C’est sur photographie aérienne qu’à la fin des années soixante, Jean Bienaimé a fait sanctuariser le site du Moutot (ou « petit mont »), à Lavau : le site de la tombe princière du même nom.
Le tumulus de Lavau. Situé sur les coteaux qui dominent la vallée de la Seine, le tumulus princier occupe un site funéraire plus large né au XIIe siècle avant notre ère (Âge du Bronze) et encore utilisé à l’Antiquité. Posé sur le socle de craie, le tumulus lui-même était constitué de terre végétale prise aux terres « agricoles » sur à 3 ou 4 hectares aux alentours, souligne l’archéologue. Situé dans un paysage marqué, la position dominante du tumulus du prince de Lavau fait un monument visible de très loin.
Une architecture conservée. Le tumulus est au centre d’une structure rectangulaire (espace funéraire du prince) accolée et liée à une autre, plus vaste, qui recèle trois tumulus secondaires (des ancêtres revendiqués). Au moment de la fouille, le tertre mesurait encore 60 cm (contre 6 à 8 mètres initialement), constate Bastien Dubuis. La chambre funéraire est conservée en élévation jusqu’à conserver la trace des trois poutres de chêne qui constituaient son plafond. En s’effondrant, la poutre centrale est tombée sur le corps, le char qui le portait, bousculant le mobilier soigneusement disposé à l’issue de la cérémonie.

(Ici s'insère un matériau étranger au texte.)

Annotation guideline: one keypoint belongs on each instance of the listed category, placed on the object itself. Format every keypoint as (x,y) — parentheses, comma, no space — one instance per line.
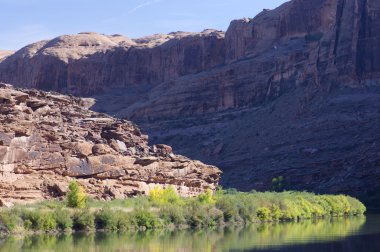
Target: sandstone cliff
(293,91)
(47,139)
(4,54)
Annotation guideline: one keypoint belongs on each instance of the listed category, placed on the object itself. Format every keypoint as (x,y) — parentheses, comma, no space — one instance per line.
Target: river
(335,234)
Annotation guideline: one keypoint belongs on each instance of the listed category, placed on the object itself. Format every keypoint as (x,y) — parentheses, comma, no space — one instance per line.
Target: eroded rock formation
(47,139)
(292,92)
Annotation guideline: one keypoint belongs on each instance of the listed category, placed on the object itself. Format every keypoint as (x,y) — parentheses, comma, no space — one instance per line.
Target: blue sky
(26,21)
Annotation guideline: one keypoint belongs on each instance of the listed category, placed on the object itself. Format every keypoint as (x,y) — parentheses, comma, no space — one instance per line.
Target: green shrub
(263,214)
(160,196)
(229,208)
(83,220)
(206,197)
(63,219)
(76,197)
(39,220)
(172,214)
(145,219)
(9,220)
(106,219)
(125,221)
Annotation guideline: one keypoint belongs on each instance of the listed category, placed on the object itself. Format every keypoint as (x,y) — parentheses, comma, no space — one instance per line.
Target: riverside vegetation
(164,209)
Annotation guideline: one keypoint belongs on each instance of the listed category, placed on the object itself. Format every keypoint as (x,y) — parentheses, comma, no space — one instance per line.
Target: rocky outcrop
(4,54)
(291,92)
(88,62)
(47,140)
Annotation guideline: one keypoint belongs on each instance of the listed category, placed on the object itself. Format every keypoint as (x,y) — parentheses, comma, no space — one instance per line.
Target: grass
(165,209)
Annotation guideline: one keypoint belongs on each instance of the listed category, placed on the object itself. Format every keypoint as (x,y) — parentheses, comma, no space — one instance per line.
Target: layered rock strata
(291,92)
(48,139)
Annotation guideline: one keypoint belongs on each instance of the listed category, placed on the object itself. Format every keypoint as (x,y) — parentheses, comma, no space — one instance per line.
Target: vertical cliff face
(285,93)
(88,62)
(47,139)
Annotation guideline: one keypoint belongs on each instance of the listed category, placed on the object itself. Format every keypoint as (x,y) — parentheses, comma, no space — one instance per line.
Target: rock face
(292,92)
(4,54)
(47,139)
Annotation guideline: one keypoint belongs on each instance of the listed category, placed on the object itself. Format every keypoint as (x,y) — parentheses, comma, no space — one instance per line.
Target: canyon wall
(48,139)
(291,92)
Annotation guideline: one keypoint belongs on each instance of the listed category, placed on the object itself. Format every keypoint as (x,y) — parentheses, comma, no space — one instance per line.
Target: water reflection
(268,236)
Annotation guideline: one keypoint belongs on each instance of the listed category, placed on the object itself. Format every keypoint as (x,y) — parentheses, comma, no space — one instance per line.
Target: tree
(278,184)
(76,197)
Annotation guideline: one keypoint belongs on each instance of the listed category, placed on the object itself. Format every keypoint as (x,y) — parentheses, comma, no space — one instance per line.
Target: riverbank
(164,209)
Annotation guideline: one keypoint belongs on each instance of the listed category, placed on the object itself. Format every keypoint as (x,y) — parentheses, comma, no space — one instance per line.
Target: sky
(26,21)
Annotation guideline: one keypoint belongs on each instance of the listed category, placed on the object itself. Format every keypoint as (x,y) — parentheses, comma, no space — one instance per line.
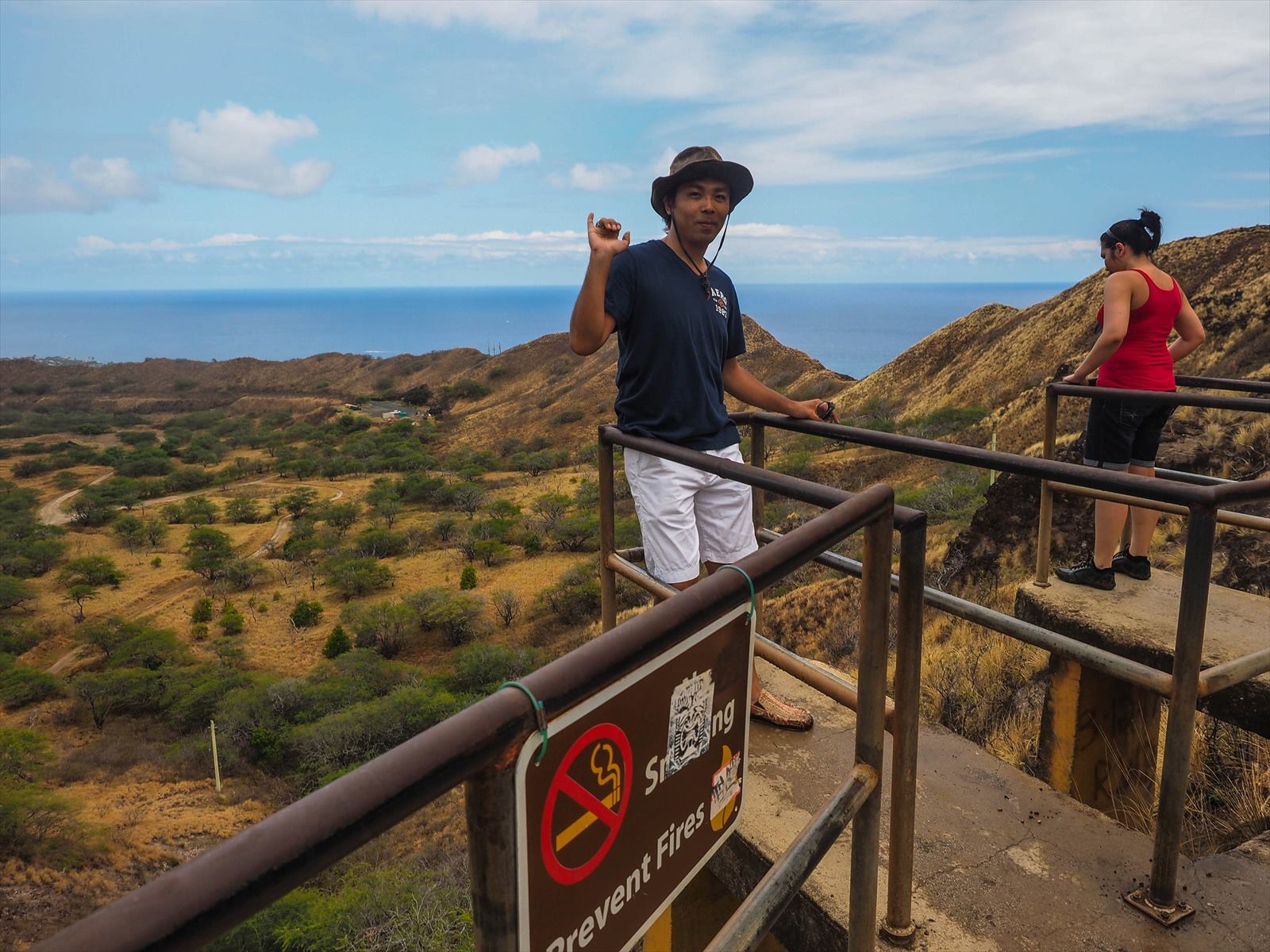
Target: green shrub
(202,611)
(468,579)
(306,615)
(337,643)
(482,666)
(22,685)
(32,819)
(232,620)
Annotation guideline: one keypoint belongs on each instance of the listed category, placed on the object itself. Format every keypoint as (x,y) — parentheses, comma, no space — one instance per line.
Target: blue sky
(391,143)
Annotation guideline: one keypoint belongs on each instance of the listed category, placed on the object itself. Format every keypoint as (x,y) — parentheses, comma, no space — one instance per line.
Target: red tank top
(1142,361)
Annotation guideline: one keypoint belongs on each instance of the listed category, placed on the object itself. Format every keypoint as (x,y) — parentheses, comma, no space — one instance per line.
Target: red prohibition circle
(567,785)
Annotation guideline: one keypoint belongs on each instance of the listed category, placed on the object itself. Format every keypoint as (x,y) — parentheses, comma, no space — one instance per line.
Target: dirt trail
(54,514)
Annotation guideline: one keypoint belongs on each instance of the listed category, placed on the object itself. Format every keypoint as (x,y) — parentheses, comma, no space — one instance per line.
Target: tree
(507,606)
(383,626)
(232,620)
(156,532)
(337,643)
(306,615)
(342,516)
(118,689)
(241,509)
(200,511)
(209,552)
(550,508)
(456,617)
(78,596)
(90,508)
(353,577)
(577,532)
(131,532)
(92,570)
(491,551)
(469,498)
(202,611)
(300,501)
(14,592)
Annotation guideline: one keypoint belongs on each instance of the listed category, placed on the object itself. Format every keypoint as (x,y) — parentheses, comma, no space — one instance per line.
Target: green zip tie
(753,602)
(539,712)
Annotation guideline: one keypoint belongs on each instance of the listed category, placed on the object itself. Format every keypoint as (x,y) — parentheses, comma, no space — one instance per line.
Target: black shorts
(1123,432)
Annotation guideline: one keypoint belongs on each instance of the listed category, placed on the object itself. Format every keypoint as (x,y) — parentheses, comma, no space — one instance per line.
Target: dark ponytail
(1141,235)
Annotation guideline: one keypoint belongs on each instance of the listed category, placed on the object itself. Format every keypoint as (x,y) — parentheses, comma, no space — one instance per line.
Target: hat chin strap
(705,281)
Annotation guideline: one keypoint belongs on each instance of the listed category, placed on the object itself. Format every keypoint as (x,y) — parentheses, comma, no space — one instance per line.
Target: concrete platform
(1140,620)
(1003,861)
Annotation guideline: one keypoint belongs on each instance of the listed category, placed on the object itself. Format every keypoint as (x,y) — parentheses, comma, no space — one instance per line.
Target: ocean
(849,328)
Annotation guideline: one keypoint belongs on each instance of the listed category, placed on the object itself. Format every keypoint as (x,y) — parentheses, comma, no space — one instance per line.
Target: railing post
(1047,494)
(607,579)
(1161,899)
(757,457)
(491,806)
(870,724)
(899,926)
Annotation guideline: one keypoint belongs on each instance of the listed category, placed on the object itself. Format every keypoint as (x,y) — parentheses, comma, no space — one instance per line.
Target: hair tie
(751,582)
(539,712)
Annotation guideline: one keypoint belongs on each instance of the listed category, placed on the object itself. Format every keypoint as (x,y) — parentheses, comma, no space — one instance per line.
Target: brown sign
(641,785)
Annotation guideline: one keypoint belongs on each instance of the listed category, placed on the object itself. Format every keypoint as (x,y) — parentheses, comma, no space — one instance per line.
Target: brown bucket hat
(702,163)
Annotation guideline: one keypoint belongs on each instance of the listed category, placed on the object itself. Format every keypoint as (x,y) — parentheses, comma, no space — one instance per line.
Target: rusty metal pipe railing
(1170,397)
(756,917)
(870,716)
(1225,517)
(827,683)
(1091,657)
(1193,493)
(1248,386)
(1180,731)
(188,907)
(1229,674)
(1041,469)
(910,520)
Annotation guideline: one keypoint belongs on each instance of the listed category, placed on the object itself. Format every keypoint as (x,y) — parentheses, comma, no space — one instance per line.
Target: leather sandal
(780,714)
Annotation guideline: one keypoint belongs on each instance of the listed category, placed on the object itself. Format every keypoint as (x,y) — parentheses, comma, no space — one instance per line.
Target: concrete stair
(1003,861)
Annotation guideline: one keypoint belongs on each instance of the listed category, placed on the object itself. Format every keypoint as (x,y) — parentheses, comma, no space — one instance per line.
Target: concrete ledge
(1003,861)
(1140,620)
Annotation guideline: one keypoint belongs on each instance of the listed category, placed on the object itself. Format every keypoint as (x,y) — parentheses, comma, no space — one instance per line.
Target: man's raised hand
(602,236)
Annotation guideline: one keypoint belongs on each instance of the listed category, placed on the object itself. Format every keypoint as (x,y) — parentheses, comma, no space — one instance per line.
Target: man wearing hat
(679,334)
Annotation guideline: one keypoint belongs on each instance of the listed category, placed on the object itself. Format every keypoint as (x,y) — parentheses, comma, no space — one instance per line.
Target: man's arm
(746,386)
(590,325)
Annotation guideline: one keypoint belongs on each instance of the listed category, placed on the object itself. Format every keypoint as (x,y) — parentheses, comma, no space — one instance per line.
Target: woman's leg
(1142,520)
(1108,524)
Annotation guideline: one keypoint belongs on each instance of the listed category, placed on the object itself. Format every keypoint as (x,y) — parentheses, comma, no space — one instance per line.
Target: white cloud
(594,178)
(38,187)
(234,148)
(110,178)
(487,163)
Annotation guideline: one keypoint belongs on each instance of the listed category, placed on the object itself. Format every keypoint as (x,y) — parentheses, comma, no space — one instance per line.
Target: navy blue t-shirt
(672,342)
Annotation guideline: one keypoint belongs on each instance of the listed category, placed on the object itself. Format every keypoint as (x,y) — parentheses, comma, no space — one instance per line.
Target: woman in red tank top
(1141,308)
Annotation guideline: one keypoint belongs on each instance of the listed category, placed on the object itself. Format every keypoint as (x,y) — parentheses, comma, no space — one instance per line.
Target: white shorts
(687,516)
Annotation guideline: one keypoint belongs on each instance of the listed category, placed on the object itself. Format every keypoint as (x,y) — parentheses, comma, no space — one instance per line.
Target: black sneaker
(1133,566)
(1087,574)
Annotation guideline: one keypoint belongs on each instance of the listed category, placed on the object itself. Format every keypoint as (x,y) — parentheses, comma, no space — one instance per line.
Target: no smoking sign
(641,785)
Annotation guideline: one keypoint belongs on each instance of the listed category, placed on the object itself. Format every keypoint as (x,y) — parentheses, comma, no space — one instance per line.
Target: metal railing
(1199,497)
(188,907)
(901,720)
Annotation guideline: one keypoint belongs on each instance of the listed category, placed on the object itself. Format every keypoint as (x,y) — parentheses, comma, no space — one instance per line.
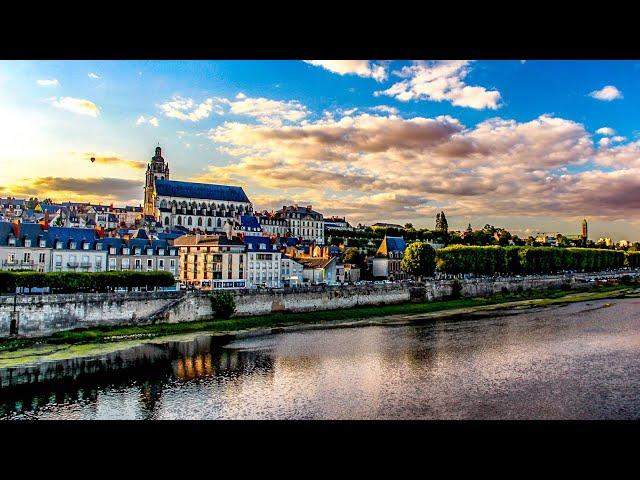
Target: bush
(223,304)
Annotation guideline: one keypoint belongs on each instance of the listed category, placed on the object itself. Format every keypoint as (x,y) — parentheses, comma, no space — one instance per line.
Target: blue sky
(513,143)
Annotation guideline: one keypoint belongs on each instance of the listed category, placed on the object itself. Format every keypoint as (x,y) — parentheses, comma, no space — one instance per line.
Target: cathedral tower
(157,169)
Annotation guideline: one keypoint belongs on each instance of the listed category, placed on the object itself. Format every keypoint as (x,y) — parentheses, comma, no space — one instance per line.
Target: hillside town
(209,237)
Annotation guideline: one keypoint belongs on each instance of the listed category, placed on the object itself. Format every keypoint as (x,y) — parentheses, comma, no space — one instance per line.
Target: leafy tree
(223,304)
(419,259)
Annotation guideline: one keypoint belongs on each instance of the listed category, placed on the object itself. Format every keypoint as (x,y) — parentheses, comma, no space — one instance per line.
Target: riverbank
(109,334)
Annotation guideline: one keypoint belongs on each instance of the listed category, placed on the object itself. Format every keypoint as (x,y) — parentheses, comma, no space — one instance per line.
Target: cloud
(606,93)
(373,167)
(76,105)
(362,68)
(271,112)
(385,109)
(606,131)
(53,82)
(95,189)
(113,160)
(441,81)
(186,109)
(151,120)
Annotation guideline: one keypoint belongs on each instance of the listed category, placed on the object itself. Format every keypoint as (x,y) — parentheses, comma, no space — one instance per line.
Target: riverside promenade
(41,315)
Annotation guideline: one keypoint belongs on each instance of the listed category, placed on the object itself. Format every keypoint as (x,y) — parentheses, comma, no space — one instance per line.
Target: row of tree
(70,282)
(420,259)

La documentation. Le site de Lavau est documenté par quelque 16 000 photos, des relevés photogrammétriques et stratigraphiques, un scanner 3D, un mobilier important et de très nombreux prélèvements. En 1953, à Vix, les fouilles réalisées en trois jours (hors terrassements préalables) n’ont laissé que quelques photos, un plan dressé de mémoire et un mobilier partiellement recueilli et restauré sans certitude scientifique. En 2019, la seconde fouille du site de Vix a permis à Bastien Dubuis de conserver les 70 m de remblais qui comblaient la fosse. Tamisés, ils ont livré plus de 2000 vestiges supplémentaires. Outre le fragment manquant de la frise du cratère, des fibules dont une ornée d’or, d’autres en bronze et corail, un élégant petit accessoire de toilette en fer, ambre et or, de nombreux éléments attribuables au char à quatre roues de la dame, comme des clous décoratifs, etc.
Des sites presque contemporains. Cette seconde fouille de Vix (2019) a infléchi la date d’inhumation de la princesse de Vix généralement admise (500 av. notre ère) pour la porter vers 475 av. Le prince de Lavau a été inhumé vers 450 av. S’ils ne sont pas parents (leurs ADN l’atteste), ils sont presque contemporains et ont pu se connaître. La dame est morte jeune et le prince, entre 30 et 50 ans.
Deux ancêtres d’Italie du nord ? Deux autres sujets inhumés au VIIe siècle avant notre ère. Le « porteur d’épée » est le père de la femme dont les restes ont été placés dans un nouveau tumulus, lors de l’édification du complexe princier. En revanche, leur ADN étudié par Céline Bon et Sophie Lafosse (Musée national d’histoire naturelle) trouve un écho dans les populations de l’Italie du Nord actuelle et non en Champagne : les ancêtres du prince seraient-ils des commerçants, des voyageurs transalpins ?
Des artisans de cour itinérants. Lavau a mis en évidence à côté du mobilier importé, l’existence d’artisans « de grande valeur, qui voyagent sans doute dans toute l’Europe ». Ils ont le talent d’adapter ces objets importés au goût du prince. Le pied d’or de l’œnochoé en est un exemple. Le pied du gobelet à boire en est un autre. Cet atelier maîtrise le vocabulaire décoratif des Grecs ou des Étrusques et travaille les matériaux les plus divers. Or, argent, bronze, fer, bois, cuir, tissu… et mieux encore en objets souvent composites. Comme le cuir décoré de fins motifs filigranés d’argent de la ceinture.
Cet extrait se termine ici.